1: Stop driving the truck until you find out what is going on
2: Park your truck on a hill, nose down, then remove the egr valve and clean it. CLICK HERE
for directions how to do it. Leave the valve out of the truck overnight. In the morning, check the hole in the intake for the presence of liquid. If you see any, your EGR cooler has failed and your oil cooler is plugged up in the coolant passages. This plugging is what caused the egr cooler to fail. The coolant exits the oil cooler and is directly fed to the egr cooler. The plugged up passages slows the coolant flow to the egr cooler. The slower moving coolant allows the egr cooler to overheat, and it fails internally. The coolant will then leak into your air intake stream every time the egr valve opens. This would explain the white smoke and quite possibly the knocking noise that you heard. The turbo can also be effected. During the time that the coolant is not being sucked into the engine it is flowing out into the exhaust system. This will also result in white smoke. The exhaust flow will force the coolant to flow upwards into the turbo on the exhaust drive side of it (and also where the vanes that control your boost are).

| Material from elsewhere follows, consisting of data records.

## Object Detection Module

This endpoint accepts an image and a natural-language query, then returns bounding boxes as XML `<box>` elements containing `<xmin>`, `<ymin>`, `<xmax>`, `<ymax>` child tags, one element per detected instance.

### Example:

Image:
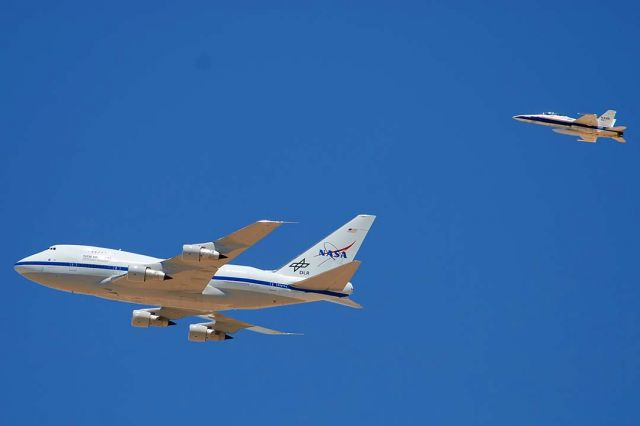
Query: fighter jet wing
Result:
<box><xmin>103</xmin><ymin>220</ymin><xmax>284</xmax><ymax>293</ymax></box>
<box><xmin>138</xmin><ymin>306</ymin><xmax>299</xmax><ymax>335</ymax></box>
<box><xmin>573</xmin><ymin>114</ymin><xmax>598</xmax><ymax>127</ymax></box>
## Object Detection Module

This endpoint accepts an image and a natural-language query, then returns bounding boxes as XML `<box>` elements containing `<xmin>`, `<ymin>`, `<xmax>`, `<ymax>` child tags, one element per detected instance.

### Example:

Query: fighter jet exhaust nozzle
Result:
<box><xmin>127</xmin><ymin>265</ymin><xmax>171</xmax><ymax>282</ymax></box>
<box><xmin>131</xmin><ymin>309</ymin><xmax>176</xmax><ymax>328</ymax></box>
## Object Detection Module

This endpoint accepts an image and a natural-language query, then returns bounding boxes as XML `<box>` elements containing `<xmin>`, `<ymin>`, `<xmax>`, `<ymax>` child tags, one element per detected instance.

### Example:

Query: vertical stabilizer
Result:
<box><xmin>276</xmin><ymin>214</ymin><xmax>376</xmax><ymax>278</ymax></box>
<box><xmin>598</xmin><ymin>109</ymin><xmax>616</xmax><ymax>127</ymax></box>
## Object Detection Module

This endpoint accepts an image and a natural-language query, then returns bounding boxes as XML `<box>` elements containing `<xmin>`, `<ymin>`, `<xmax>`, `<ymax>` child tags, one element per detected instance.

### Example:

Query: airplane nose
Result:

Even when the truck is shut off, the coolant can still flow out of the egr cooler, stack up behind the egr valve and also flow into the exhaust. Since there would be no exhaust flow to force the coolant upwards into the turbo, the coolant would flow down into the exhaust manifold and into whatever cylinder has the exhaust valves open. If enough coolant gets into the cylinder, you could hydrolock the engine.
The end result of all of this carnage? Possible head gasket failure. Should enough coolant get into the combustion chamber, it would raise the cylinder pressure beyond what the stock head bolts can withstand, and the bolts will stretch. The head gaskets would then blow.